On Sat, Apr 15, 2006 at 07:27:43PM -0400, Gregory Maxwell wrote:
> I noticed on http://wiki.freenetproject.org/FreenetZeroPointSevenSecurity
> that there are plans to use JFKi.  I was wondering why the choice of
> JFKi vs JFKr. Both are similar from a security, complexity, and a DOS
> resistance perspective but JFKr has the advantage that a passive
> eavesdropper learns nothing of the identity of the peers, and that the
> exchange itself doesn't produce any nonrepudable signatures.

Even if we use JFKi the attacker will learn nothing as I expect to
superencrypt the authentication packets with the symmetric key in each
node's reference. I don't know how this will work for opennet
introduction-from-seednodes though; for all other use cases it will be
fine. We already do this with Diffie-Hellman.

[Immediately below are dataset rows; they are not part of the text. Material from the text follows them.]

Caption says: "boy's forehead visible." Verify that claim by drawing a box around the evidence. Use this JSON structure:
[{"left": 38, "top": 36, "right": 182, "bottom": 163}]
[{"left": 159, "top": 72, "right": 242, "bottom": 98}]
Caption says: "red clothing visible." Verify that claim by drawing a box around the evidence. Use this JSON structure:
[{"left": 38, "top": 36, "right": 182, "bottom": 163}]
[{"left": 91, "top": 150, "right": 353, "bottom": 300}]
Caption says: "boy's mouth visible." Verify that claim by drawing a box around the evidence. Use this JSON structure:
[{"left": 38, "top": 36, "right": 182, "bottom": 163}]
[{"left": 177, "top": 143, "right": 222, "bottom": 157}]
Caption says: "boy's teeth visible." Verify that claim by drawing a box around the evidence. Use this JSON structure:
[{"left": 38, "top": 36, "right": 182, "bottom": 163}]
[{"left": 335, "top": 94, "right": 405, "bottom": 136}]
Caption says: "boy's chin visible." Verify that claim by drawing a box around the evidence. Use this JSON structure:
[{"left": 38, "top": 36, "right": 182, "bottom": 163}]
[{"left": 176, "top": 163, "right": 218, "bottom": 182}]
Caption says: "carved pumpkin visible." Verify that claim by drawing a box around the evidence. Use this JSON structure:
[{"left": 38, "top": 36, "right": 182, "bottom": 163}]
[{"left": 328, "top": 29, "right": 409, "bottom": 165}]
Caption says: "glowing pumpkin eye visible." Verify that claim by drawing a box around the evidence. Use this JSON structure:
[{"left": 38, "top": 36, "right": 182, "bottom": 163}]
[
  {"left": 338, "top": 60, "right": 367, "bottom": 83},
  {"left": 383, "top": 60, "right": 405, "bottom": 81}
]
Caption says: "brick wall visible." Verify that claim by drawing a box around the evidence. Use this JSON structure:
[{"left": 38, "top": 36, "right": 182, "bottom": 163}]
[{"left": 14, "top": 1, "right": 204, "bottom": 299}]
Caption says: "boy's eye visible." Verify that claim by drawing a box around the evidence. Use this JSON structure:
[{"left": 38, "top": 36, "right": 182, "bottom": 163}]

My recollection was that JFKi is just better in general, but I will
reexamine it closer to the time of implementation. However, I propose to
implement a simple signed D-H implementation in the near term; JFK would
be a lot more work and we don't need it yet.
> 
> For the 0.7 darknet mode, we could achieve a substantial degree of DOS
> resistance at a fairly low computational cost while improving security
> overall, which could be used in addition to DH style methods for PFS.

JFK is a DH variant.
> 
> It would work like so,
> After two nodes (I,T) first establish an encrypted and authenticated
> link, they exchange random secrets (Is,Ts). Both nodes remember the
> secrets. E(key,data) is encrypt with a symetric cipher  (in at least
> CBC mode).
> 
> Then when node I initiates a connection to T in the future he computes
> and sends  E('freenet',nonce|H(Is | Ts))|E(Ts,nonce2 |
> 'freenet')|standard DH stuff.

Not necessary, we have an encryption key in the node reference already,
which is used to prevent the DH exchange from leaking any information.
It's just random data as far as an attacker can tell, unless he's seen
both references.
> 
> T can cheaply tell if he's talking to I (worst case he just has to
> perform two symmetric decryptions)... The nonce is in there so that
> the message never contains any static content that would make freenet
> conversations easier to identify.  Nonce2 should be either used to
> encrypt the DH exchange, or mixed with the key that DH produces.

Yes. We already do this, with fixed keys in the noderefs. Iff the
attacker knows the noderefs, he can decrypt the DH exchange.
> 
> Once all of a nodes configured peers have connected at least once, the
> node can reject any request which doesn't complete the above exchange.
> 
> This improves security because it is DOS resistant (doesn't depend on
> public key operations, doesn't add round trips), MITM resistant
> (presuming that the initial connection was secure), and protects the
> identity of the peers (only information about the per-edge secrets is
> potentially leaked).

Public key cryptography is necessary to prevent MITMs. At least it is
the first time. What you are suggesting is essentially that we have a
quick restart protocol which simply consists of remembering the last
session key. We could do that; it's not really necessary though. The
threat of DoS is pretty low, since the attacker must know the noderef in
advance. On opennet things are different though, and there will need to
be some serious thought on how to secure that...
> 
> This could be straightforwardly extended with a user provided per-peer
> secret which would be used for the initial exchange.  If we can assume
> the users have a secure way to exchange a per-peer secret (why not, we
> expect them to be able to secretly exchange references) we can have a
> system which retains some security even if the DHP is someday proven
> weak.

We already do. :)
-- 
Matthew J Toseland - toad at amphibian.dyndns.org
Freenet Project Official Codemonkey - http://freenetproject.org/
ICTHUS - Nothing is impossible. Our Boss says so.